Wer nun glaubte das die beste aller Ehefrauen genügend Kultur und Abendteuer erlebt hätte täuscht sich, oder kennt Schatzi nicht. Schon beim passieren des Tores heute morgen war Schatzi das Museum zum David Tower aufgefallen und sie hatte uns angekündigt bzw. gedroht das wir uns dies gemeinsam ansehen werden. Bis zum Schluss hatte ich gehofft das sie dies vergessen würde - oder das sie zumindest Mitleid mit uns hätte.
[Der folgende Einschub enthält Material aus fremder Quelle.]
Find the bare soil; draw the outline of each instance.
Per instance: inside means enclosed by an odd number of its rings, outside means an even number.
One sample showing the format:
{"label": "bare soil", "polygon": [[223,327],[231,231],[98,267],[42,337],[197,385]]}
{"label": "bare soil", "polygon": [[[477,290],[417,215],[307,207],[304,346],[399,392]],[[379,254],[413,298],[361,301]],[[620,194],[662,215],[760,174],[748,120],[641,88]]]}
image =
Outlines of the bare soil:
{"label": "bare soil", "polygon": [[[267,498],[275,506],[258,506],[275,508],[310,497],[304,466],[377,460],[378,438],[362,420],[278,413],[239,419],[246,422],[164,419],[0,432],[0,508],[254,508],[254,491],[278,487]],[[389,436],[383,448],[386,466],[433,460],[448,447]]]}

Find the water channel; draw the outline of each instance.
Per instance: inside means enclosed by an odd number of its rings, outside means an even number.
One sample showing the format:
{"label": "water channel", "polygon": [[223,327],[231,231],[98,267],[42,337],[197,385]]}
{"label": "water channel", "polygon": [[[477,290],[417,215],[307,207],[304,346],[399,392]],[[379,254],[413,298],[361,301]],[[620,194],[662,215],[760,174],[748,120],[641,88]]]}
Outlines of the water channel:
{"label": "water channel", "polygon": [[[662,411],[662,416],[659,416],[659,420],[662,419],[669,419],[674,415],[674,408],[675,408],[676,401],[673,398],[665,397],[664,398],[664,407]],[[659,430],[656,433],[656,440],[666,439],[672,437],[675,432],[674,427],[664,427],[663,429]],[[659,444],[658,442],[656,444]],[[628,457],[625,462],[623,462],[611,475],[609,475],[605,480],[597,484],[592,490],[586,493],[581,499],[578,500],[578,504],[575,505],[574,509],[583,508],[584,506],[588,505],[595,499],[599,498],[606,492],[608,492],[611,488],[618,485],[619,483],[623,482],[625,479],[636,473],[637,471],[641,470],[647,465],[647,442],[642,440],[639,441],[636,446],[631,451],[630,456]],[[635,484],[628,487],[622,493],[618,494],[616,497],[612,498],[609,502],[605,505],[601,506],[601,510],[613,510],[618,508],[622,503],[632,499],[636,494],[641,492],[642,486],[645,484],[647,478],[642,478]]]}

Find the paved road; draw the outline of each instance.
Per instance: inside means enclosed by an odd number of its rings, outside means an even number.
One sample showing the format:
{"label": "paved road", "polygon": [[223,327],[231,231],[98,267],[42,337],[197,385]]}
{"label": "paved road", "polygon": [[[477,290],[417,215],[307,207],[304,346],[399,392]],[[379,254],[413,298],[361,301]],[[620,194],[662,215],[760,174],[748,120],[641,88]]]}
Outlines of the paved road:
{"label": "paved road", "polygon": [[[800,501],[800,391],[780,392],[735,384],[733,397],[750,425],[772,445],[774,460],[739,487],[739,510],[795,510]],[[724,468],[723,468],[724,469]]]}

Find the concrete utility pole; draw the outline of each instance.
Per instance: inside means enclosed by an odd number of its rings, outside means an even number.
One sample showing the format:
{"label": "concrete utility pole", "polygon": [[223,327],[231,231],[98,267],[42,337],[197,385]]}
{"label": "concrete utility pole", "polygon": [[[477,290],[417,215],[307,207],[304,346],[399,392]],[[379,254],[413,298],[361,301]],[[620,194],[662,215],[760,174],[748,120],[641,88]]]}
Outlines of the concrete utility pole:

Pustekuchen, wenn wir schon nicht das Grab von Schindler gefunden haben, dann zumindest müssen doch noch den David Tower besuchen. Also schleppen wir uns hinter ihr her. Weitere 135ILS ärmer und um unglaubliche viele Steine und Mauerreste im Blick reicher durchwandern wir die Ruinen. Irgendwie habe ich das alles so oder so ähnlich gesehen - aber ich verkneife mir diese Bemerkung um die Stimmung nicht zu vermiesen. Nach 60min und 6 verbalen Auseinandersetzungen von Beautyqueen zu Harleyqueen, Harleyqueen - Dramaqueen, Dramaqueen - Beautyqueen und das ganze wieder zurück und einem Bier um diesen Zustand zu ertragen hat Schatzi einsehen und wir dürfen zurück zur Central Station. Allerdings nicht ohne zu erwähnen das man (Schatzi) hätte noch soviel in Jerusalem besuchen können, wären wir doch 2 Tage hier geblieben. Ich sage besser nix dazu, um die Chance heute noch nach Tel Aviv zu kommen nicht zu gefährden.